ALDH2 is a key enzyme for alcohol metabolism. It is encoded by the ALDH2 gene in chromosome 12. There is a significant single-nucleotide polymorphism (SNP) in ALDH2, named rs671 (G-to-A), which causes a replacement of glutamate to lysine at position 504. The Glu504 is named *1, and the 504Lys is named *2. The ALDH2 *2 allele causes a drastic decrease of enzyme activity [6]. ALDH2 is an enzyme which detoxifies reactive aldehydes, such as methylglyoxal and 4-hydroxynonenal. These aldehydes usually come from lipids and glucose [7,8,9]. It is reported that methylglyoxal and 4-hydroxynonenal can cause protein carbonylation and mitochondrial dysfunction, forming advanced glycation end products (AGEs) [10,11]. Therefore, the defect of ALDH2 caused by allele *2 may result in the accumulation of aldehydes and be related with the higher risk of T2DM. Many studies have described retinopathy as a main manifestation of diabetes. Furthermore, studies also found that diabetic retinopathy development is associated with the ALDH2 polymorphism [12,13].

Up to the present, several studies have demonstrated the relationship between ALDH2 rs671, T2DM, and diabetic retinopathy (DR). However, the results are controversial. Some of them reported a lower susceptibility of T2DM for the *1 allele, while the associations between them were not significant in other studies. To get a more precise and comprehensive estimation for the association between ALDH2 polymorphism with the risk of T2DM and DR, we conducted the present meta-analysis.

2. Methods

2.1. Literature Search and Inclusion Criteria

All the literature in the electronic databases Pubmed, Embase, Cochrane Central Register of Controlled Trials (CENTRAL), Chinese National Knowledge Infrastructure (CNKI), and Chinese Biomedical Literature Database were checked systematically and comprehensively. The search terms used were as follows: (Diabetes, or Diabetic Mellitus, or Diabetic retinopathy), (ALDH2, or aldehyde dehydrogenase 2), and (polymorphism, or SNP, or single nucleotide polymorphism). The literature in English or Chinese were included, and the search deadline for publications was 24 September 2016. All publications from the databases which met the search criteria were screened carefully, and the references and citations of included studies were checked for other potentially relevant studies. The PubMed option ‘Related Articles’ was also checked for additional studies.

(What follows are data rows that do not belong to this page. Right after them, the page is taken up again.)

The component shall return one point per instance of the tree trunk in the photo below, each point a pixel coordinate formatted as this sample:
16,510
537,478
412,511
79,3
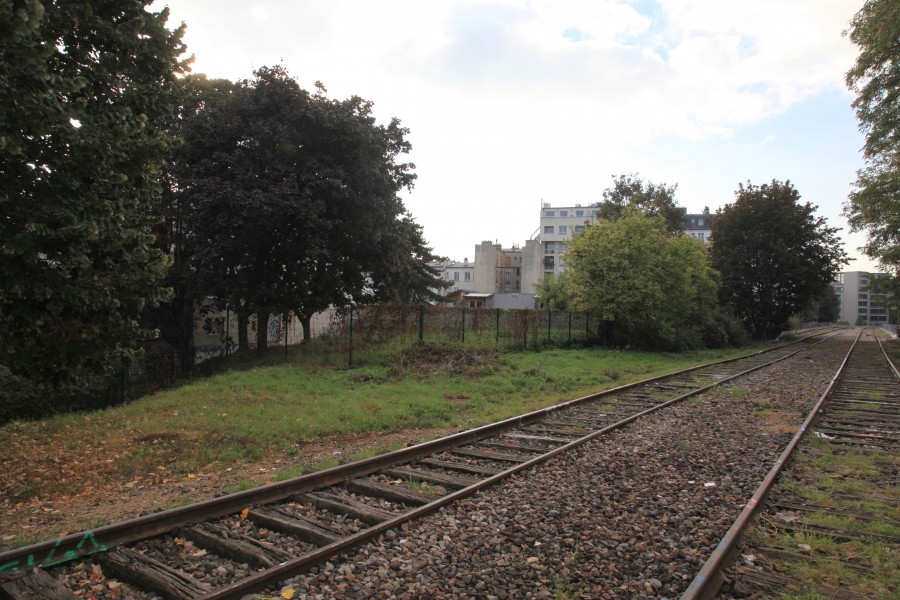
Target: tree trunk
262,332
306,321
243,320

The inclusion criteria were as follows: (1) case-control study; (2) study was about the association of ALDH2 polymorphism and diabetic mellitus or diabetic retinopathy susceptibility; (3) the data in the studies were sufficient for the present analysis. The exclusion criteria were as follows: (1) repeat publications, abstracts, dissertations, or reviews; (2) studies violating any of the inclusion criteria.

2.2. Data Extraction

The information from each included study was extracted by two investigators manually. The extracted information includes: first author’s name, publishing year, country, ethnicity, genotype method, the source of control, and case or control numbers of each genotype. All discrepancies that happened during the data extraction process were resolved by a consensus achieved by a third author.

2.3. Quality Evaluation

The quality of each involved study was evaluated according to previous studies [13,14,15]. Briefly, the representativeness of cases, representativeness of controls, ascertainment of diseases or control, genotyping examination, Hardy-Weinberg Equilibrium (HWE), association assessment, and total sample size were taken into account and given a corresponding score. Total scores ranged from 0 to 15. Two authors evaluated the quality of each study independently. If any discrepancy was found, a consensus was achieved by a third author.

2.4. Statistical Methods

The HWE of control group polymorphisms was evaluated by χ2-test, and the results with p < 0.05 were considered to be HWE deviations. We used the crude odds ratio (OR) with 95% confidence interval (CI) to assess the association between ALDH2 rs671 and T2DM risk, as well as DR risk. For the meta-analysis, pooled ORs were calculated in homozygous (*1/*1 vs. *2/*2), heterozygous (*1/*1 vs. *1/*2), dominant (*1/*1 vs. *1/*2 + *2/*2) and allelic models (*1 vs. *2), and the statistical significance was determined by the Z-test. If the results were p < 0.05, it was considered to be statistically significant. Subgroup analysis by sample size was conducted. Groups with total samples less than 1000 were treated as small and all other groups were treated as large.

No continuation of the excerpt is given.